“the modern steels are every bit as technologically advanced as most of the aluminum and titanium available from sources like Alcoa, Easton and Ancotech. Weight penalties are largely a thing of the past.”
i like steel frames a lot, but i don’t agree with your statement. in order for steel tubes to be respectably light and strong, you’ve got to heat treat the shit out of them, and get them up to 150k or 180k psi of tensile, and then they’re very brittle. plus, as opposed to aluminum, you heat the weld zones and semi anneal the bike where it needs to be the strongest. so, you’ve got this paper thin wall right at the point the bike needs the most strength (just behind the head tube on the down and top tubes) and you’re just asking for trouble. plus, the tubes are brittle, not normal steel tubes but those you speak of. so, as opposed to the nice easy failure, it’s more like an aluminum failure.

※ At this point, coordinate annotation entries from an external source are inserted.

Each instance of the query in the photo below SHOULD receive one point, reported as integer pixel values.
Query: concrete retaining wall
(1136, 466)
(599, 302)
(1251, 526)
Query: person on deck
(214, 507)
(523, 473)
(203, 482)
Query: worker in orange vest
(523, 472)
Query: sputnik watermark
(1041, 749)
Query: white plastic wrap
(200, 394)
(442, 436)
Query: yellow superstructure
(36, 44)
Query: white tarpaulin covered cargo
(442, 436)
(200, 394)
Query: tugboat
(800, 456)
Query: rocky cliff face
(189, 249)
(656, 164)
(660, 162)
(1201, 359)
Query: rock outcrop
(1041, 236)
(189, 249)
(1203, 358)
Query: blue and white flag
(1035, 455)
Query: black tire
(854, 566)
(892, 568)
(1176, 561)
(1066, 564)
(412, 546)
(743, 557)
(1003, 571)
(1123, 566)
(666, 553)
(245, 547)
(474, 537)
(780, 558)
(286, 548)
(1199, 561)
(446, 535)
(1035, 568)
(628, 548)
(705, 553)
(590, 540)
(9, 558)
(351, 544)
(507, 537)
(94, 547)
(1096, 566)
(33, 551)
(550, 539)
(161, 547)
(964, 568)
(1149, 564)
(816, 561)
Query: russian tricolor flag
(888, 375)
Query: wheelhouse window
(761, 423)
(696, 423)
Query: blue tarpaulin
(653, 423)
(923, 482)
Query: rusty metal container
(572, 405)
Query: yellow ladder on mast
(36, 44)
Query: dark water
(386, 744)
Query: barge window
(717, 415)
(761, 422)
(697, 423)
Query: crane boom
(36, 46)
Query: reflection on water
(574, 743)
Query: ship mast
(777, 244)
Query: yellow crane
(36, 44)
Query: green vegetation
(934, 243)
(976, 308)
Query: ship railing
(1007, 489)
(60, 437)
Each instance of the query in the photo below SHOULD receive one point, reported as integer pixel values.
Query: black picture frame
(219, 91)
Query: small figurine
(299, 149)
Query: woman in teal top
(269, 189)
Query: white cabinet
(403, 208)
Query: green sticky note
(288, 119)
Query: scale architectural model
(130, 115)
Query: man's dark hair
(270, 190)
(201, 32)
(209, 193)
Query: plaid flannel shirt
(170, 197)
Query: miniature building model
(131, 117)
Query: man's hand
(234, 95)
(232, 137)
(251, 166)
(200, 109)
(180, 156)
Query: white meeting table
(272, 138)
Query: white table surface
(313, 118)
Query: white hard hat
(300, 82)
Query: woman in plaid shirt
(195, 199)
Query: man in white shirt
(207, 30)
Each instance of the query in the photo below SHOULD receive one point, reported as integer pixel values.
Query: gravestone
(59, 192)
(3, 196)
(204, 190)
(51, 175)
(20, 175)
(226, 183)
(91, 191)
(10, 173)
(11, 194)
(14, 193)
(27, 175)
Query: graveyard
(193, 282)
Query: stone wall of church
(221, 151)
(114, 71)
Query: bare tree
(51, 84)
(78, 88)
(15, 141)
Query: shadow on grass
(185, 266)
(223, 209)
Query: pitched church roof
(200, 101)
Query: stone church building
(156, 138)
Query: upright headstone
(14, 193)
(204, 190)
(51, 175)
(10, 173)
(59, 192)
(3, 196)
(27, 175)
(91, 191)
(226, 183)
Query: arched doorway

of course, if you have a tube that is very thick at the weld zone, either a lot of wall or a lot of diameter, you’re safer. but then you’re adding weight, and on a tri bike with a shorter head tube you’re then perhaps talking a compound miter.
if steel bikes were still lugged, and silver soldered, and you used these really high tensile tubes, you’d have an appreciably light bike that was still strong and rode nicely. but ves is right, not very many lugs available, and none if you’re trying anything other than round tubes.
so, the scandium tubeset rides nicely, like steel, and is a lot lighter. but even this tubeset is on the edge. so, easton made this really nice (necked down) top tube (for example) that had a fat O.D. where it connected to the head tube and then swaged down to, i don’t know, 1 1/4" or 1 1/8" or something. really nice tube. and i heard they just stopped making it.
it’s always tough to get raw materials suppliers to make the tubes bike makers want to use.
the last experimental steel bikes i made before i gave up on steel (for market reasons, as tom suggests) were really thin-wall, small O.D., bikes of steel tubes that had the carbon fiber gusset in the front of the front triangle, just like the old QR kilo private reserve had. really, really nice bike. but, expensive to make, not possible to sell.
steel is hard to work with. hard on the cutting tools. harder to weld. and good steel tubes are expensive. and, if you want to make a safe steel bike, you can’t make the frame under, oh, 4 lbs., maybe 3.5 lbs. at the very very lightest. otoh, aluminum is cheap, cheap to cut, easy to use, and easy to make a sub-3 lb frame. but, it doesn’t ride like steel. but the “ride like steel” thing isn’t possible to quantify on a spec sheet (which is what the market always wants to read as a preface to buying).